Unire le braccia per portare supporto attivo allɜ alluvionatɜ ha creato uno spazio di relazioni, di rapporti di cura, che hanno arricchito le nostre chiavi di lettura per comprendere l'entità di una crisi climatica aggravata da politiche di abuso sul territorio per il​​ profitto di pochi. Una solidarietà anche più prorompente delle piogge di quei fatidici giorni, grazie anche alle dritte delle realtà del territorio e all'impegno delle realtà e delle persone giunte sul territorio, pronta a puntare il dito contro gli squilibri di un mondo in cui su qualcuno piove fango e, proporzionalmente, su qualcun altro piove denaro; ammettendo che una tragedia di tale portata non viene dal cielo o dalla terra, ma viene da nomi e cognomi.
Una precarietà esistenziale che interseca nodi complessi da sviscerare e in cui, troppo spesso, ci si sporca le mani con contraddizioni inedite e situazioni di una disomogeneità disarmante.
 
Ma che, forse, trova la sua forza propria in questa sua trasversalità: ci siamo riunitɜ nel fango, da ogni città, da ogni quartiere; ci siamo organizzatɜ e mobilitatɜ con ogni mezzo, perché la rabbia che muove un territorio che si è visto travolgere e sconvolgere dal profitto, la conosciamo bene. Ogni precariə deve sguazzare nel fango. Ci siamo sentitɜ annegare, persɜ, disperatɜ. Ma anche stufɜ, ci siamo sentitɜ traboccare di odio e desiderio di riscatto. Sono emersi i punti di contatto con chi ad ogni pioggia ha temuto che fosse arrivato il suo momento. 
 
 
Puntiamo il dito contro il capitalismo, l’abuso della terra. Contro le istituzioni schiave del profitto e dei privati, contro il cemento che grigia le nostre strade e contro il lucro che viene fatto sui nostri territori, togliendo spazio di vita e di respiro alle nostre comunità. Esigendo di rompere la catena di sfruttamento delle persone e dei territori, abbiamo restituito il fango ai mittenti, con la determinazione di un territorio che è stato violentato e le reti di solidarietà e partecipazione che abbiamo innalzato, hanno colmato le lacune lasciate dal sistema mortifero che ha strangolato l'Emilia-Romagna, seppellendola sotto strati di cemento con l'occhio ben attento solo ai progetti di opere inutili e dispendiose, come l'allargamento del Passante.
 
Siamo statɜ bravɜ nell'accusare non il colpo, ma il colpevole: chi aveva e ha la responsabilità politica e umana del disastro che si è infranto su nostri territori.
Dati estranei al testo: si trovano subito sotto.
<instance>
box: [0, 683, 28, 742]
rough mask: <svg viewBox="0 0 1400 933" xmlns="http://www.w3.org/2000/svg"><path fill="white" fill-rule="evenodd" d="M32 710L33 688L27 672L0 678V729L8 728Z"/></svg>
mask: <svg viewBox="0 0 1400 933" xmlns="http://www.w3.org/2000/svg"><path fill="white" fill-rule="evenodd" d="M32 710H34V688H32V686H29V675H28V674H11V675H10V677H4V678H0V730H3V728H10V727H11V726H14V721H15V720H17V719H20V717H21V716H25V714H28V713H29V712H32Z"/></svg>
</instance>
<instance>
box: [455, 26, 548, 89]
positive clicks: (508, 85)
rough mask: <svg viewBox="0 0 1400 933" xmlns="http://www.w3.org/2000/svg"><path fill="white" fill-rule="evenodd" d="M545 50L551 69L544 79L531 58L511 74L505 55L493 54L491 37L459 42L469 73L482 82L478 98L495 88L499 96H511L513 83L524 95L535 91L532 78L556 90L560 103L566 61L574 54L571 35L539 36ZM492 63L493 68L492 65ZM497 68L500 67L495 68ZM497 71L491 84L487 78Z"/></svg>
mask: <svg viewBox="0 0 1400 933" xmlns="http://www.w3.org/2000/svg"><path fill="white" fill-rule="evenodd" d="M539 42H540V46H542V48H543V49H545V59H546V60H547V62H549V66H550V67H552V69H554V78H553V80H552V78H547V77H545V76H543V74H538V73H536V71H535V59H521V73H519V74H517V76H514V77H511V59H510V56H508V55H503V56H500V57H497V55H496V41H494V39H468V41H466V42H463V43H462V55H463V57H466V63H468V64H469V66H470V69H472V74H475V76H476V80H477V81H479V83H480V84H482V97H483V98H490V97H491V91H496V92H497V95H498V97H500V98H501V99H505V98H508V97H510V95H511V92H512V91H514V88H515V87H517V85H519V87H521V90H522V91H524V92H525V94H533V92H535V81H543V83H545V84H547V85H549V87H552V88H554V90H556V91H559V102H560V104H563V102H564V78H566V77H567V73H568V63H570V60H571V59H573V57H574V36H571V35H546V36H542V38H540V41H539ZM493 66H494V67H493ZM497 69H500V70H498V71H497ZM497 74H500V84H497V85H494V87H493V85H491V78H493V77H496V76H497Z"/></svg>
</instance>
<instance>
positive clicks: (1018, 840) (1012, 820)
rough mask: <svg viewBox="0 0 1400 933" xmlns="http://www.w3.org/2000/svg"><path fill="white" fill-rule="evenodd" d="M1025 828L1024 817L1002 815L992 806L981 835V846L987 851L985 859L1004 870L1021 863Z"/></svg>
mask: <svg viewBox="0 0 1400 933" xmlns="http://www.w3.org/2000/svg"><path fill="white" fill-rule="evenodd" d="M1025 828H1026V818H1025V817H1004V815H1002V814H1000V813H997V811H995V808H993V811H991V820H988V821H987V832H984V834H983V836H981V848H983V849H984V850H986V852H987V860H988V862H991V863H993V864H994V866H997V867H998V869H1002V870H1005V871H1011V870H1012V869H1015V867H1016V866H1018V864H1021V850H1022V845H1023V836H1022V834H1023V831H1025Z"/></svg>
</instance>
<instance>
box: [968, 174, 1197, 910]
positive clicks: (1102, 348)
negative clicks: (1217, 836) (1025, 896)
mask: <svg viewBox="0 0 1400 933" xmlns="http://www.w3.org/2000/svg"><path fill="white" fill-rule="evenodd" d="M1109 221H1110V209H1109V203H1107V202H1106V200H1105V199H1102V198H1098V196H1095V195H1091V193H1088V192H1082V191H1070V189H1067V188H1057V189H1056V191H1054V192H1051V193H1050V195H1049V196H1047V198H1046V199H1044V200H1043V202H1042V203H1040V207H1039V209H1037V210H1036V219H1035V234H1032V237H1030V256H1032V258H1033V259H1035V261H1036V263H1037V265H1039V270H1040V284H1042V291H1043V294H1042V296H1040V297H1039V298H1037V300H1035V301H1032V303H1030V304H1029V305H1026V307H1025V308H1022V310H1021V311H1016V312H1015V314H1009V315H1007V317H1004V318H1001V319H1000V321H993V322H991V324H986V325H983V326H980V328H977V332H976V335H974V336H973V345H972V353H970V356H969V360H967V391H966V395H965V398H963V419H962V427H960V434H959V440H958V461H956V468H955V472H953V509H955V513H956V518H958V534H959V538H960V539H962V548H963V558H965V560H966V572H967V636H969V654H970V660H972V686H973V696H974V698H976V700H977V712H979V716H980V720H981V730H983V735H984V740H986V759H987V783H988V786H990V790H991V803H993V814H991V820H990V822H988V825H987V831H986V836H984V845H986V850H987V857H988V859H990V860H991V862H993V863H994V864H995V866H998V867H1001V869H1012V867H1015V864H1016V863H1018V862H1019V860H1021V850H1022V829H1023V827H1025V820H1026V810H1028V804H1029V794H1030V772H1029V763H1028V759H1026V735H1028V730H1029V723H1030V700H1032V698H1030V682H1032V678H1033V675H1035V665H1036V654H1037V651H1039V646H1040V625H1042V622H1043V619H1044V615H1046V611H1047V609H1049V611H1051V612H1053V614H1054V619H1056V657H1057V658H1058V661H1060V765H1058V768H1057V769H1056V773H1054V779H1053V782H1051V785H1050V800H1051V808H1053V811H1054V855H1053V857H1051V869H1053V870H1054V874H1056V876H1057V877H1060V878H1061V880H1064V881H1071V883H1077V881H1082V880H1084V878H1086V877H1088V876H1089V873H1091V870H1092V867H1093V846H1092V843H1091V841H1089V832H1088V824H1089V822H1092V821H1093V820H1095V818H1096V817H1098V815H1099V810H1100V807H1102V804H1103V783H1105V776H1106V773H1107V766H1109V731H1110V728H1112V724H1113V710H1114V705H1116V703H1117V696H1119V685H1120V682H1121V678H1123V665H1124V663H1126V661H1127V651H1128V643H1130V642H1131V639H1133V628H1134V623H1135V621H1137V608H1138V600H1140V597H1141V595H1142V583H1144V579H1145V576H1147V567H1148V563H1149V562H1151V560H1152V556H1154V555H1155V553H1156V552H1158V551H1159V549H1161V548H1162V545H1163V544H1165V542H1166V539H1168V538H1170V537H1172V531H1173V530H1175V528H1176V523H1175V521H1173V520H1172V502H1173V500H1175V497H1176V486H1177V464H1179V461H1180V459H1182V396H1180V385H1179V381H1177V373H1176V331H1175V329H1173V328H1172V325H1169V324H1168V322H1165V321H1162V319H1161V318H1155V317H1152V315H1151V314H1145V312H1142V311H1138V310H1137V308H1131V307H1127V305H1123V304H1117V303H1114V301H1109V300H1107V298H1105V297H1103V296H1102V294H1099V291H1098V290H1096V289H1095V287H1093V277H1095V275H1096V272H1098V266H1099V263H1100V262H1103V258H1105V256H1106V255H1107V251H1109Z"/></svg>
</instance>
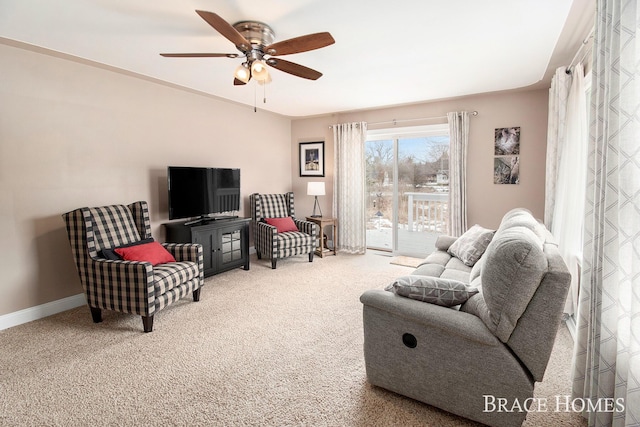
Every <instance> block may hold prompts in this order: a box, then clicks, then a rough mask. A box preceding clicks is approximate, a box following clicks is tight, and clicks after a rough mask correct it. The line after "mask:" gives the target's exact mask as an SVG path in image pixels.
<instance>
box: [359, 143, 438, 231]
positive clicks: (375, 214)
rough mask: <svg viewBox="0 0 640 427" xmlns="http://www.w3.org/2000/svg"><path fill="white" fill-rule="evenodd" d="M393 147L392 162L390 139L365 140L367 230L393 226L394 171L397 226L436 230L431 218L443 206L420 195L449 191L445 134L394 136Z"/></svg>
mask: <svg viewBox="0 0 640 427" xmlns="http://www.w3.org/2000/svg"><path fill="white" fill-rule="evenodd" d="M397 147H398V148H397V150H398V154H397V161H396V156H395V152H394V140H392V139H385V140H371V141H367V143H366V151H365V156H366V165H367V177H366V184H367V200H366V204H367V229H368V230H374V229H378V230H379V229H381V228H391V227H392V226H393V206H394V203H393V196H394V188H393V184H394V171H397V174H398V177H397V181H398V227H399V228H402V229H408V230H413V229H414V228H416V229H422V228H425V227H426V228H429V227H431V228H432V231H437V229H438V227H439V225H438V224H435V223H433V221H432V220H431V218H437V217H442V214H443V212H442V210H443V209H446V206H444V207H443V206H442V203H440V202H439V203H429V201H428V200H427V199H428V197H427V196H422V194H429V193H431V194H442V193H445V194H446V193H448V192H449V137H448V136H446V135H445V136H429V137H419V138H406V139H398V144H397ZM417 193H419V194H417ZM434 199H435V198H434ZM438 199H442V197H439V198H438ZM410 204H411V205H412V206H409V205H410ZM412 210H413V213H412ZM436 211H438V212H436ZM410 221H411V222H412V224H409V222H410ZM429 221H431V224H429ZM440 228H442V227H441V226H440ZM425 231H426V230H425ZM441 231H444V230H441Z"/></svg>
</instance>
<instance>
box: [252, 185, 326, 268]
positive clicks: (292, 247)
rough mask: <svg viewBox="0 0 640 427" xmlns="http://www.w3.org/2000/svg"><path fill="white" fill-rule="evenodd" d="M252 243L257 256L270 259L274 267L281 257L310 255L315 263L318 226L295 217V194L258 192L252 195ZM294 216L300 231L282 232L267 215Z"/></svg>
mask: <svg viewBox="0 0 640 427" xmlns="http://www.w3.org/2000/svg"><path fill="white" fill-rule="evenodd" d="M250 206H251V220H252V221H251V224H252V229H253V243H254V246H255V248H256V254H257V255H258V259H261V258H262V256H263V255H264V256H266V257H267V258H271V268H276V262H277V261H278V259H279V258H285V257H289V256H294V255H302V254H309V262H313V253H314V251H315V249H316V225H315V224H314V223H312V222H309V221H302V220H299V219H296V218H295V209H294V207H293V193H292V192H289V193H286V194H258V193H254V194H252V195H251V196H250ZM285 217H292V218H293V222H294V223H295V224H296V226H297V227H298V230H299V231H287V232H284V233H279V232H278V230H277V228H276V227H274V226H272V225H269V224H267V223H266V222H264V221H263V220H264V219H265V218H285Z"/></svg>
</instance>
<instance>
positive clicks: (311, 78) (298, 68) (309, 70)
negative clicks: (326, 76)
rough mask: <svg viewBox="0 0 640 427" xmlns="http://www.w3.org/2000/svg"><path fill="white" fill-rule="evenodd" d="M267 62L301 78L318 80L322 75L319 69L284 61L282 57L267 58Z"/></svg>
mask: <svg viewBox="0 0 640 427" xmlns="http://www.w3.org/2000/svg"><path fill="white" fill-rule="evenodd" d="M267 64H269V65H271V66H272V67H273V68H276V69H278V70H280V71H284V72H285V73H289V74H293V75H294V76H297V77H302V78H303V79H309V80H318V79H319V78H320V77H322V73H321V72H319V71H316V70H313V69H311V68H308V67H305V66H304V65H300V64H296V63H293V62H289V61H285V60H284V59H280V58H269V59H268V60H267Z"/></svg>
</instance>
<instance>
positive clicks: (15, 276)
mask: <svg viewBox="0 0 640 427" xmlns="http://www.w3.org/2000/svg"><path fill="white" fill-rule="evenodd" d="M0 70H2V72H1V73H2V77H1V78H0V237H1V240H2V249H1V254H0V271H2V280H0V294H1V295H2V298H0V315H3V314H7V313H12V312H15V311H18V310H21V309H25V308H29V307H33V306H37V305H40V304H43V303H46V302H51V301H55V300H58V299H61V298H64V297H68V296H72V295H76V294H79V293H81V292H82V289H81V287H80V283H79V281H78V278H77V275H76V272H75V267H74V266H73V263H72V259H71V251H70V248H69V243H68V241H67V237H66V232H65V231H64V228H63V227H64V224H63V221H62V219H61V217H60V215H61V214H62V213H64V212H66V211H69V210H72V209H75V208H78V207H82V206H95V205H104V204H111V203H130V202H133V201H136V200H147V201H148V202H149V204H150V208H151V219H152V226H153V230H152V231H153V234H154V236H155V237H156V238H158V239H160V240H162V239H163V229H162V226H161V224H162V223H163V222H166V221H167V220H168V212H167V196H166V191H167V190H166V168H167V166H168V165H194V166H198V165H206V166H221V167H239V168H241V170H242V178H241V179H242V193H243V200H244V206H243V209H242V211H241V212H240V215H244V216H248V215H249V209H248V197H247V196H248V195H249V194H250V193H252V192H284V191H289V190H290V189H291V168H292V166H291V159H290V156H289V153H290V147H291V126H290V120H289V119H288V118H285V117H282V116H278V115H274V114H270V113H265V112H261V111H259V112H258V113H254V112H253V108H251V107H247V106H240V105H237V104H234V103H230V102H226V101H221V100H218V99H214V98H211V97H207V96H204V95H200V94H195V93H191V92H189V91H185V90H180V89H176V88H172V87H168V86H165V85H161V84H158V83H154V82H151V81H146V80H144V79H141V78H137V77H133V76H128V75H125V74H121V73H116V72H113V71H110V70H106V69H102V68H99V67H95V66H92V65H88V64H85V63H81V62H78V61H71V60H69V59H67V58H59V57H54V56H51V55H48V54H44V53H42V52H39V51H34V50H30V49H22V48H20V47H17V46H13V45H11V46H10V45H3V44H0ZM225 83H227V82H225ZM248 124H249V125H248ZM248 129H258V130H260V132H259V134H256V133H255V132H247V130H248ZM256 135H259V138H257V137H256Z"/></svg>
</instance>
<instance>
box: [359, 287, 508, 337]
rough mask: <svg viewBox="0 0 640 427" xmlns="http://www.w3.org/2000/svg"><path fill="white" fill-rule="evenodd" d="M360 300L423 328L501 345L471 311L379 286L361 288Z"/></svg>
mask: <svg viewBox="0 0 640 427" xmlns="http://www.w3.org/2000/svg"><path fill="white" fill-rule="evenodd" d="M360 302H362V304H363V305H365V306H371V307H375V308H377V309H379V310H383V311H386V312H388V313H390V314H392V315H394V316H398V317H401V318H404V319H406V320H409V321H411V322H413V323H416V324H420V325H422V326H424V327H426V328H437V329H440V330H442V331H443V332H445V333H447V334H453V335H456V336H458V337H460V338H462V339H464V340H468V341H474V342H476V343H478V344H482V345H488V346H499V345H502V343H501V342H500V340H498V339H497V338H496V337H495V336H494V335H493V334H492V333H491V332H490V331H489V329H487V327H486V326H485V325H484V323H482V320H480V319H479V318H478V317H476V316H474V315H473V314H469V313H465V312H462V311H459V310H456V309H454V308H448V307H442V306H439V305H436V304H430V303H426V302H422V301H417V300H413V299H410V298H405V297H401V296H398V295H396V294H394V293H392V292H388V291H385V290H382V289H371V290H368V291H366V292H364V293H363V294H362V295H361V296H360Z"/></svg>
Abbiamo lottato per la libertà di un territorio, che ancora è imprigionato sotto strati di asfalto e vede la sua morfologia distrutta dagli abusi delle male politiche. Se non saremo noi a plasmare la ricostruzione, torneremo nel ciclo vizioso di male politiche che ha fatto terra bruciata dei nostri territori e tuttora persevera nella distruzione.
 
Assisteremo all'ennesimo riprodursi delle logiche di sopraffazione che vengono imposte sui nostri corpi quanto sull'ambiente che ci circonda, invece di fare un passo avanti verso una ricostruzione che si faccia resistenza al feticcio dell'asfalto, all’industrializzazione massiccia come mito del progresso, alle opere inutili. 
 
Resistenza ad una crisi climatica che non era inevitabile, ma è stata generata da un sistema che sgrava l'altra faccia della medaglia del profitto
sulla base sociale. Quella che vogliamo - scusatemi il romanticismo - è vedere bruciare la gente, ma non di caldo. Vedere bruciare i territori, non dalle fiamme, come già sta accadendo da un pezzo, ma dalla rabbia di chi alza la testa e rivendica un mondo ecologista e antispecista, transfemminista e via dicendo.
 
Il cementocene è esattamente quello che non vogliamo vivere. Vogliamo contraddistinguerci per aver stravolto le logiche di un mondo al collasso e di averlo riportato sulla retta vita, quella dell'armonia con il territorio. Sicuramente non vogliamo essere ricordatɜ per il cemento. Mon è quello che ci vogliamo lasciare dietro. Non è sotto il fango
e il cemento che vogliamo essere sepoltɜ.
 
Cura è quello che intendiamo come ricostruzione dal basso, come giustizia sociale e climatica costruita sulle macerie del sistema attuale. Secondo il modello di cura di chi ha messo le mani nel fango e pretende di ridisegnare il proprio quartiere, le proprie strade, la propria città, l'intero contesto urbano, produttivo e abitativo, a seconda dei desideri e delle esigenze della gente e dei territori.